Techniques for Driving through the Water

Before beginning the water crossing mentally picture your route.   It's a good idea to take off your seat belt and wind down your window.  When entering the water typically using low range second gear at about 1500-2000 rpm creates just about the right bow wave.  This bow wave of water helps to maintain momentum and push water ahead of your engine bay.  Get the speed just right is tricky.  Do not attempt to drive too fast through the water.  The idea is not to get across as fast as you can.  Too fast will send water over your hood and possibly into your intake.  Too slow may flood the engine bay.  Hopefully you follow your line get to the other side with no issues.  If you have to stop, slow or reverse, avoid using the clutch as this may allow water and debris to get between the friction plate and the flywheel.  If you start to loose traction, its important not to over-rev the engine.  Back-off the accelerator and move the front wheels side to side a little in the hope that the wheels may regain traction.

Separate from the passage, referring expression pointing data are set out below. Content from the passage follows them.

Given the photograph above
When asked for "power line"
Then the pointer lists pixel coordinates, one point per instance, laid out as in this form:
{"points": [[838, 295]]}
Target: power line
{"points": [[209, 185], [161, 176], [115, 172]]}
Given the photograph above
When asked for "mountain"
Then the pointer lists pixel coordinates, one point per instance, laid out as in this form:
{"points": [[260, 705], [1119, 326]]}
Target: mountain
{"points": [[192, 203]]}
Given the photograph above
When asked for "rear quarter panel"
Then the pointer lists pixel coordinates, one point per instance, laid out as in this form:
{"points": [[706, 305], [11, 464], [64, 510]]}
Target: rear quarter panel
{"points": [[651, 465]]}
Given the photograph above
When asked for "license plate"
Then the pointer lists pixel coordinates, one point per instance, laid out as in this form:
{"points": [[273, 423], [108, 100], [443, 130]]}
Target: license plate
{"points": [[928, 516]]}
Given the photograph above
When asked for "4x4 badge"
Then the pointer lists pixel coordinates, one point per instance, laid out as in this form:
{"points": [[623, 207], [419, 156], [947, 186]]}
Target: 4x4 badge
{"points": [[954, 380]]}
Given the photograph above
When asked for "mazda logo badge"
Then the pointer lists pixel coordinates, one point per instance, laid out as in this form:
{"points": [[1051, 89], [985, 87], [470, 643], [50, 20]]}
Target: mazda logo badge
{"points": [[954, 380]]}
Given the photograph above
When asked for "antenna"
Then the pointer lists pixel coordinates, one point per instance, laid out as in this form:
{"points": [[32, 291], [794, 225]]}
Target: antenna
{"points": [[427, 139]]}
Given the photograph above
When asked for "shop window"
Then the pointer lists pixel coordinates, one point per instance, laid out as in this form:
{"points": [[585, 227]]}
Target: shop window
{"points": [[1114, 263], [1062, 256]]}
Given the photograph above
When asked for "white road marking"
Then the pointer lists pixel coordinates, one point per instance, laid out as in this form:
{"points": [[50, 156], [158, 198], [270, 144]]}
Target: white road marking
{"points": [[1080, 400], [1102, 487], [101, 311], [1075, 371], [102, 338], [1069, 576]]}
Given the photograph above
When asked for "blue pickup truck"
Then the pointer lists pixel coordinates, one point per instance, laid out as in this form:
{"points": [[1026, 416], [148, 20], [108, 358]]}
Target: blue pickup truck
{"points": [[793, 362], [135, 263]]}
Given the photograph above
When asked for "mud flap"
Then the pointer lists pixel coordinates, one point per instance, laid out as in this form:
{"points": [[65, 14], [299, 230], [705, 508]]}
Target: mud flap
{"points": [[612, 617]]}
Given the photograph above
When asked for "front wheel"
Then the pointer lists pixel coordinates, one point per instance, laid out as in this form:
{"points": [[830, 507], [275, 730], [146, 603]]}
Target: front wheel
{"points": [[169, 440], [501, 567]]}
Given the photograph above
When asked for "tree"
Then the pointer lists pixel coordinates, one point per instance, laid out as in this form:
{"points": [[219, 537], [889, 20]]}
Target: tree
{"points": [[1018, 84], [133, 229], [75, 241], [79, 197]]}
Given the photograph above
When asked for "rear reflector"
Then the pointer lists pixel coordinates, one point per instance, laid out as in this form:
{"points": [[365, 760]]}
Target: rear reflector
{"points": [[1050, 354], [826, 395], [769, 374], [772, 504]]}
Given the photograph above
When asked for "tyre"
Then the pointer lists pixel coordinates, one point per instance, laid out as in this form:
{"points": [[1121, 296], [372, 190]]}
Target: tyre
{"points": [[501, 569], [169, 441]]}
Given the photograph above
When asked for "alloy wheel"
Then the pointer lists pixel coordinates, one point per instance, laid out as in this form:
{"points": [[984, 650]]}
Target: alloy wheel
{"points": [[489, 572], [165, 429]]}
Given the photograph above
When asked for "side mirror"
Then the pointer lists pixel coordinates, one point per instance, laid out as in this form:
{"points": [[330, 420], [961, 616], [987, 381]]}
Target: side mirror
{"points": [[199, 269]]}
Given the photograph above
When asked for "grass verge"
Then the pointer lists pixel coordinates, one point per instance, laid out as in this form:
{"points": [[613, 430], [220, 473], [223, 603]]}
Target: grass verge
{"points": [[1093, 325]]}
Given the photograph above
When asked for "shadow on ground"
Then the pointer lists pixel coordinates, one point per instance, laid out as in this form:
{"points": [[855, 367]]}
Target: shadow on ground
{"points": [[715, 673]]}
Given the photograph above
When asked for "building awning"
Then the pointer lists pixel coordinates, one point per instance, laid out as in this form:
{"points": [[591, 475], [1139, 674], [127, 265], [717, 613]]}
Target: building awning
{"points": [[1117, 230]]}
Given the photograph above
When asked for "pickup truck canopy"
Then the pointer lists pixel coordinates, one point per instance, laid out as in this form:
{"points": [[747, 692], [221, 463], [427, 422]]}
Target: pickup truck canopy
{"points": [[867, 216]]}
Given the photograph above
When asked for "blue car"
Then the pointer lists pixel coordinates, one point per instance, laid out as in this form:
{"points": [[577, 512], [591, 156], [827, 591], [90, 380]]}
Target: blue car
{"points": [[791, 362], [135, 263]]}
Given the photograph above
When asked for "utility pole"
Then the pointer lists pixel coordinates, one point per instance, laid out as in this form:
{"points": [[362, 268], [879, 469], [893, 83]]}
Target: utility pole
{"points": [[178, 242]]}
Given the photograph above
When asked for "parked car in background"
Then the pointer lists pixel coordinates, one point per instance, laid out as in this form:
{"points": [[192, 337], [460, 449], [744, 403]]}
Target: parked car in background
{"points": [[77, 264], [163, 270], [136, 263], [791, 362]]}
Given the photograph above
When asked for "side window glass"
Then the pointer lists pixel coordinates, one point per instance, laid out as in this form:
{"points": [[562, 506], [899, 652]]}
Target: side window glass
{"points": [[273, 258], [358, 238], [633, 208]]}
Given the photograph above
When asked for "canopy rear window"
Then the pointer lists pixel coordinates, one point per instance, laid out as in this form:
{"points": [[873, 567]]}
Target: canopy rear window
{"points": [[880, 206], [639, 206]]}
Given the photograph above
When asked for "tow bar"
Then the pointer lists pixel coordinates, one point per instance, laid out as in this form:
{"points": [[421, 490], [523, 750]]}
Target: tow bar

If you stall the engine, put the vehicle in neutral without using the clutch and attempt to restart. If your lucky and you didn't flood the intake or drench your electrical components the engine will fire up.  Its normally best to use 1st gear low range and with a minimum of clutch usage, try to get moving again.  If you find yourself stalled in the middle of a crossing and you can not re-fire the engine, depending on the water depth, its advisable to climb out of your window rather than open the door and flood your interior including electrical components, seats, gear and carpets.

Maintenance after Water-crossings

After encountering a water crossing you want to be sure to inspect specific things that could be affected by the water.  Any time you encounter a water crossing that is axle depth or deeper, check the differential oil for water contamination. Even if you have an extended differential breathers, this is not a guarantee that water has not entered the differential.  If you do not have differential breathers this should mean a mandatory inspection.  Even though the best time to check the differentials for water is right after the crossing, most of the time, people will not check it right there and will continue wheeling the rest of the day.  However checking the differential fluid is relatively easy to do.  Since water is heavier than your gear oil oil, it will collect at the lowest point in the differential, at the drain plug.  To properly inspect it after a crossing allowing time for your axles vehicle to cool a bit, then loosen the drain bolt and run a small amount of the gear oil into a glass or cup. You'll see water if it's present.  Also a milky or chocolate milk colored oil indicates water is present.  If you're unlucky enough to have water present in your gear oil, the differential oil should be drained and replaced. Driving your vehicle for any distance with water mixed with the gear oil can damage your ring and pinion.  If you had taken on water in the differential and have to drive out, allow the axle to cool for a while and attempt to drain as much water as possibly without draining any larger quantity of gear oil.  Collect this oil and water mixture in a container and save it until you get home, then dispose of it properly.  Never dispose of oil into the environment. 

Aside from the axle differentials your gearbox, transfer case and engine oil can all become contaminated by water. These however usually only take on water when a vehicle is stationary in deeper water.  Also check other electrical items such as your electric winch.  Winches typically are not used for extended periods of time but when they are needed, they may have been damaged or may have seized due to the water exposure.  Periodic maintenance and testing should be part of your routine anyway.  After a water crossing give the winch a quick test of it's operation.

Water crossing should be taken seriously.  Water has the potential to do expensive damage to your vehicle's engine and drive train. But with proper preparation and post inspection and maintenance, the challenge of a water crossing can be as enjoyable as any other offroad challenge.